O lançamento do foguete HANBIT-Nano, realizado no Centro de Lançamento de Alcântara, terminou com uma explosão pouco depois da decolagem. O incidente ocorreu na noite de segunda-feira, interrompendo a missão não tripulada.
Imagens captadas por drone mostram o foguete se desfazendo no ar e virando uma bola de fogo, com destroços caindo no local.
Conforme informação divulgada pelo g1, a investigação do acidente já está em andamento por equipes da Força Aérea Brasileira (FAB) e do Corpo de Bombeiros.
Foguete comercial explode pouco após decolar no Maranhão
O foguete sul-coreano HANBIT-Nano decolou às 22h13 do Centro de Lançamento de Alcântara, acompanhado ao vivo pelo youtuber Pedro Pallotta do canal Space Orbit, que capturou as imagens da explosão com um drone. Ele relatou durante a transmissão que o voo durou cerca de 40 segundos antes da falha.
Durante o voo, o veículo ultrapassou a velocidade do som, chegando a Mach 1, e alcançou o momento MAX Q — quando sofre a maior força aerodinâmica. Logo depois, a transmissão oficial da empresa Innospace exibiu uma mensagem informando uma anomalia, e o sinal foi cortado.
O CEO da Innospace, Kim Soo-jon, divulgou uma carta pedindo desculpas pelo não sucesso do lançamento e destacou que não houve danos a pessoas, embarcações ou instalações terrestres.
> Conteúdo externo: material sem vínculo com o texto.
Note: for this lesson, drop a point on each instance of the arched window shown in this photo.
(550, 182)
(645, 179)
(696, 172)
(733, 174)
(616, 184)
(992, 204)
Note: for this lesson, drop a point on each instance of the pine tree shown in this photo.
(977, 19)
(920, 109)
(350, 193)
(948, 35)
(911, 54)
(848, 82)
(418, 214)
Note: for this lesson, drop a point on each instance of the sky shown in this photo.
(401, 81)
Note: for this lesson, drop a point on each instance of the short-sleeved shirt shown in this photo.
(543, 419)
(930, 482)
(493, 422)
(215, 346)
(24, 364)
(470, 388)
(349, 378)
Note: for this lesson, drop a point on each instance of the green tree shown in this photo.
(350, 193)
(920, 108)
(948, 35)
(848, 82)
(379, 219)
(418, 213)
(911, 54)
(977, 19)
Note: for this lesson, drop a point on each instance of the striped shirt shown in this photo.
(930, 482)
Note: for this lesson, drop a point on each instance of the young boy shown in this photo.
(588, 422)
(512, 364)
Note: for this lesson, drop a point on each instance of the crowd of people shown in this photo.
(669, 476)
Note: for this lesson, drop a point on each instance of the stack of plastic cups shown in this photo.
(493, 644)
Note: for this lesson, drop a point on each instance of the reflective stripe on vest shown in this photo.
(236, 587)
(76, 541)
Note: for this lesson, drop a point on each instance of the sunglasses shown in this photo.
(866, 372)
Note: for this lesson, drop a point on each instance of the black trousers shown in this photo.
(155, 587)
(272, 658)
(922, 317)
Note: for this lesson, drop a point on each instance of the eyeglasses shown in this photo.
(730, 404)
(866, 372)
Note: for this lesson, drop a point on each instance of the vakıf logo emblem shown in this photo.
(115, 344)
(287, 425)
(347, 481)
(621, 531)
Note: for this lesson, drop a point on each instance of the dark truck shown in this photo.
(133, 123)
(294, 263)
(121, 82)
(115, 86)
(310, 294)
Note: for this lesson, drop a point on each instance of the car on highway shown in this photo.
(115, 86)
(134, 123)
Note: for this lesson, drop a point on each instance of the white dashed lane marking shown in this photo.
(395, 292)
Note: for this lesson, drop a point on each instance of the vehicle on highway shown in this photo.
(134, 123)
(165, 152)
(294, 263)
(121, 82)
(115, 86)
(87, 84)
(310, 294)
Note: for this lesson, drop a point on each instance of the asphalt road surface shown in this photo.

Segurança e investigação após explosão confirmada
Após a detecção da anomalia, foi adotado o procedimento de queda controlada do foguete dentro da zona de segurança terrestre, conforme os protocolos de segurança internacionais e normas brasileiras.
Equipes da FAB e do Corpo de Bombeiros já trabalham no local para analisar os destroços e buscar as causas da explosão.
Experimentos científicos a bordo e futuro dos lançamentos comerciais
O HANBIT-Nano transportava experimentos científicos e dispositivos tecnológicos desenvolvidos por instituições do Brasil e da Índia. A missão tinha caráter comercial e foi a primeira do tipo a ser lançada em solo brasileiro.
Apesar do revés, a Innospace e os órgãos envolvidos destacam que o lançamento demonstra o avanço do Brasil no espaço e que falhas são parte do processo de desenvolvimento tecnológico.
Pedro Pallotta reforçou que, embora erros ocorram, são passos importantes para a evolução do programa espacial do país.